Mais pour se dépouiller, il faut avoir possédé.
La plus belle maison, c’est toujours la prochaine.
Karl Lagerfeld
85 euros, ce jouet ! Sans une rentrée d’argent inattendue, j’aurais renoncé à l’emplette. Aucun regret. Par son sujet, la qualité de sa conception et de sa réalisation, cet ouvrage de très grand format est beaucoup mieux qu’un coffee table book de luxe. Il passionnera toute personne qu’intéressent l’histoire des styles, la décoration intérieure, l’esprit de collection, les monomanies fabuleuses, la relation intime à l’espace domestique. Si vous n’avez pas les moyens de vous l’offrir (ce qui se conçoit aisément), tannez votre bibliothécaire pour qu’il en fasse l’acquisition.
Entre la France, l’Allemagne, l’Italie et Monaco, Karl Lagerfeld n’a cessé sa vie durant d’acheter des maisons ou des appartements, de les aménager de fond en comble avec un souci maniaque du détail en réunissant meubles et objets de premier choix, traqués compulsivement en boutiques ou en salles de vente ; et puis de s’en défaire une fois qu’il en avait terminé, pour recommencer ailleurs, dans un « cycle d’acquisitions et de dispersions successives ». Chaque fois dans un style différent : Art déco, design années 1960 ou contemporain, Louis XV, Memphis, XVIIIe siècle italien… Et le plus souvent en opérant la greffe inattendue d’un décor dans son écrin. C’est ainsi que le petit appartement romain est décoré et meublé en style Sécession viennoise, tandis que la villa de La Vigie, à Roquebrune-Cap-Martin, cultive l’éclectisme en mêlant les styles Biedermeier et gustavien. À chaque fois, il s’agissait pour Lagerfeld de créer un monde imaginaire fondé sur « la vision d’un passé réinterprété », d’élaborer un « récit décoratif », selon l’excellente formule de Marie Kalt.

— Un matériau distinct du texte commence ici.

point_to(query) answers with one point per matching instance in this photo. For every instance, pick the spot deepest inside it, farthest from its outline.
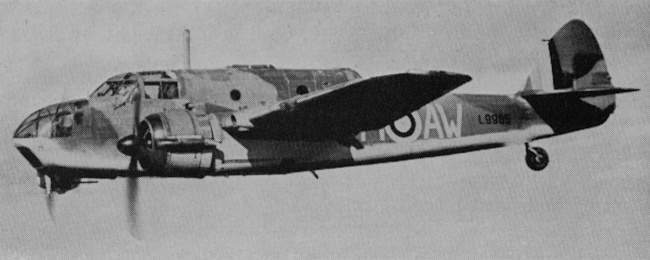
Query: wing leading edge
(344, 110)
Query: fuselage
(81, 136)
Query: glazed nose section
(54, 121)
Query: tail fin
(582, 94)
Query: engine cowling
(179, 143)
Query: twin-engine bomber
(261, 120)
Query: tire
(537, 159)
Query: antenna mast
(187, 49)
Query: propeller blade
(49, 199)
(132, 204)
(137, 106)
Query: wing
(346, 109)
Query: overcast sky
(592, 201)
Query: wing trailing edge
(346, 109)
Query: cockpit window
(157, 85)
(114, 88)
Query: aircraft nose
(53, 121)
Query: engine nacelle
(179, 143)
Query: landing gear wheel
(536, 158)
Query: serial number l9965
(494, 119)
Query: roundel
(406, 129)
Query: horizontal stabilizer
(569, 93)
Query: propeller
(132, 182)
(49, 200)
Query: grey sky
(592, 201)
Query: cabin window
(302, 89)
(169, 90)
(235, 95)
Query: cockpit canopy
(157, 85)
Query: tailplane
(581, 94)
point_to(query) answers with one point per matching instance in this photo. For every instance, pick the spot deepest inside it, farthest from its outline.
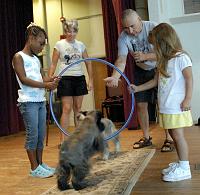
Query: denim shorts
(72, 86)
(141, 77)
(34, 117)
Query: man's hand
(139, 56)
(133, 88)
(111, 81)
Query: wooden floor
(14, 167)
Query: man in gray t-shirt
(134, 40)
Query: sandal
(143, 142)
(167, 146)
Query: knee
(66, 109)
(142, 107)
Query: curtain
(112, 11)
(15, 15)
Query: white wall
(188, 29)
(90, 30)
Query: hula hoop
(112, 66)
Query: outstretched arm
(114, 79)
(18, 65)
(89, 70)
(148, 85)
(54, 63)
(187, 73)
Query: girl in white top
(72, 86)
(175, 83)
(32, 101)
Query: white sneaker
(168, 169)
(41, 172)
(178, 174)
(51, 169)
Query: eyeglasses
(134, 26)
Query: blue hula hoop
(112, 66)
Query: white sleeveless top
(32, 68)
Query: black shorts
(142, 76)
(72, 86)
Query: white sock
(184, 164)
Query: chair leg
(48, 122)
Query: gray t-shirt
(129, 43)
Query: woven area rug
(117, 175)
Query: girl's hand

(Accessoirement, si l’on peut dire, il s’agissait aussi pour le couturier de loger sa colossale bibliothèque au classement très personnel : bibliothèque de travail et de plaisir d’un homme aux intérêts multiples, curieux bien sûr de l’histoire des styles où il puisait des sources d’inspiration mais aussi épris de littérature, lecteur de poésie, de Rilke en particulier dont il connaissait par cœur de nombreux poèmes. À sa mort, elle comptait quatre cent mille volumes.)
Bien entendu, il faut avoir les moyens d’un tel passe-temps – et Lagerfeld, workaholic notoire, travaillait d’arrache-pied pour se les donner – ce n’était ni un oisif ni un viveur –, quitte à oublier de payer ses impôts au passage (de là des ennuis répétés avec le fisc) ; mais l’entreprise a de quoi laisser rêveur. Elle m’évoque par raccroc ce personnage de collectionneur de domiciles (est-ce dans un roman de Graham Greene ?) qui possédait 365 chambres ou logements, un pour chaque jour de l’année.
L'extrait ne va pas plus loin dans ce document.